Part 7: Helm and Environments, Kubernetes Starter
Written August 23rd, 2024 by Nathan Frank
Photo source by BoliviaInteligente on Unsplash
Recap
This article picks up from the sixth article: Managing Secrets with Vault in the Kubernetes Starter series.
Know about using Helm and Environments? Skip to the Full Project Setup.
Helm
Helm is a tool to manage Kubernetes with variables
Consider an application like Wordpress, it's everywhere and people want to run it in containers and on Kubernetes. This allows people to run multiple Wordpress instances on a single Docker instance or Kubernetes cluster.
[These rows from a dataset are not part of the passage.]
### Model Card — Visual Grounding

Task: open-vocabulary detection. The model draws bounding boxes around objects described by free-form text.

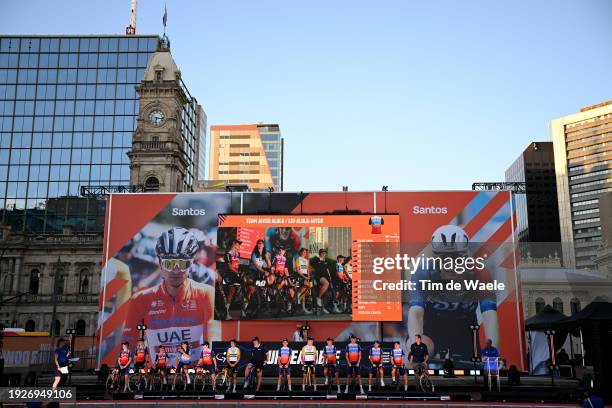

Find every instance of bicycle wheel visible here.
[419,375,434,392]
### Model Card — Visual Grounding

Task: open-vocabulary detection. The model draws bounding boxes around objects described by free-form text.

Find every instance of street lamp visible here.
[66,329,76,385]
[470,323,482,384]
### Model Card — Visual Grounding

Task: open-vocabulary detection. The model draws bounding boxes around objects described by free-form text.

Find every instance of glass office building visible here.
[0,35,206,232]
[257,123,283,191]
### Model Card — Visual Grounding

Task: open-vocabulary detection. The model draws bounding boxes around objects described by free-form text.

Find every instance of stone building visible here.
[0,225,102,336]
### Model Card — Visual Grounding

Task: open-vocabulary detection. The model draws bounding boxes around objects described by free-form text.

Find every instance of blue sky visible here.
[0,0,612,191]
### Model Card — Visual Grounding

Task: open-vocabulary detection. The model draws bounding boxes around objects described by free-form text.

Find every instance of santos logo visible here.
[412,205,448,214]
[172,208,206,217]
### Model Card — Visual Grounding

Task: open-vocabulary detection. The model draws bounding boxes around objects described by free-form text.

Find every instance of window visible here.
[75,319,86,336]
[25,319,36,332]
[553,298,563,313]
[79,268,89,294]
[28,269,40,295]
[145,177,159,191]
[536,298,546,314]
[570,298,581,315]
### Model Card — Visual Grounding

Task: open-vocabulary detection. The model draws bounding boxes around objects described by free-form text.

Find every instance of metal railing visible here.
[81,184,145,198]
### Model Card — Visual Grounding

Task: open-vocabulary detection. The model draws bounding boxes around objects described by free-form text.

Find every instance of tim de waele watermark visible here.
[372,254,506,291]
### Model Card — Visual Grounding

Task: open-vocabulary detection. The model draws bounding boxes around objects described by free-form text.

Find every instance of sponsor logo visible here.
[412,205,448,215]
[172,208,206,217]
[151,316,201,327]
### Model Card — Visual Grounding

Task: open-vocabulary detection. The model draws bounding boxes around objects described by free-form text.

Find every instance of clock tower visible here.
[127,40,190,192]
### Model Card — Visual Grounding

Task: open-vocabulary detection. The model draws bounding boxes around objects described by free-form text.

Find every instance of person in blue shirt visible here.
[480,339,499,371]
[53,338,70,389]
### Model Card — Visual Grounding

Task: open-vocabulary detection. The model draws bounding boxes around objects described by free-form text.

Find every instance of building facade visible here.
[551,101,612,268]
[0,35,206,233]
[209,124,284,191]
[506,142,561,257]
[0,202,103,336]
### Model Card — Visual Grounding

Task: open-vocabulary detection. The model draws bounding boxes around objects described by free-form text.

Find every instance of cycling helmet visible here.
[155,227,198,259]
[431,225,470,254]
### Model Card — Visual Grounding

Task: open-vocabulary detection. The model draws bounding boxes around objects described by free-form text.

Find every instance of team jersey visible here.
[344,262,353,279]
[179,349,191,364]
[134,347,149,363]
[155,353,168,367]
[278,346,291,365]
[346,343,361,364]
[370,347,382,364]
[225,347,240,364]
[336,263,346,281]
[225,249,240,272]
[119,350,132,366]
[123,279,217,359]
[408,268,497,361]
[272,255,287,275]
[251,251,266,268]
[302,344,317,361]
[200,347,214,365]
[370,215,385,234]
[391,348,404,366]
[295,256,308,276]
[323,344,336,364]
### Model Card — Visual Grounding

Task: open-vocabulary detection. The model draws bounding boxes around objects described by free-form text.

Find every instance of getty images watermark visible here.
[371,253,506,292]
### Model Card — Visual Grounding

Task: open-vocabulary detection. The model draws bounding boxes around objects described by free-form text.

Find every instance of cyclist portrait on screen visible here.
[406,225,499,362]
[123,227,218,358]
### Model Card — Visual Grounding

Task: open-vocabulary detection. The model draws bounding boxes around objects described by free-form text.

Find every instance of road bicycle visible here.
[414,363,434,392]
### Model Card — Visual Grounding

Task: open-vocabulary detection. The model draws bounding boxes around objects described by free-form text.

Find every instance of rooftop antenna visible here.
[162,3,170,48]
[125,0,138,35]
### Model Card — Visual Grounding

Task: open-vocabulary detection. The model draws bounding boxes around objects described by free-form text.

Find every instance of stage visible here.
[39,376,580,407]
Some people may use base values, while power users need to have access to deeper configuration. They don't need to know the ins and outs of Kubernetes, just learn enough about what they want to configure.
Helm allows us one set of templated declarative Kubernetes yaml files with base values that can be overridden in the form of Helm charts.
Helm can be leveraged for managing different environments
Think about the kinds of differences you might want to have in a DEV env vs an INT/QA/UAT env, STG env, or PROD env:
Exposed URLs will be different. Consider URLs like:
dev.internal.sample.local
,qa.internal.sample.local
,stg.sample.local
,sample.local
STG and PROD likely have more resources: more CPU, RAM limits, more replicas, max replicas turned up for handling more requests.
Secrets would be different per environment.
Service accounts and RBAC might be different.
Extra services available in lower envs might not be available in higher environments (like Swagger UI, Storybook, or code coverage reports).
Dependencies (like databases or 3rd party integrations) might be shared in lower envs (to keep costs down) but not in upper envs.
Lower envs may need to perform unit tests, E2E tests, and have sample test data to support that testing, but possibly not higher envs.
While this could be managed different folders of Kubernetes files (one for each set of environment), a Helm chart could create one set that behaves differently based on input values.
In our case:
All envs have different ingress URLs and have different ports for services
DEV and QA are set with configMaps to have swagger, while STG and PROD has swagger turned off
All envs have different secret files to manage username and password secrets separately
Helm enables multiple environments by using the inputs of the values files and generating the specific Kubernetes objects needed for each installation
Helm charts can live in a chart repository or locally
Helm charts add variables to help with reuse, and are often placed into version control and can be often shared.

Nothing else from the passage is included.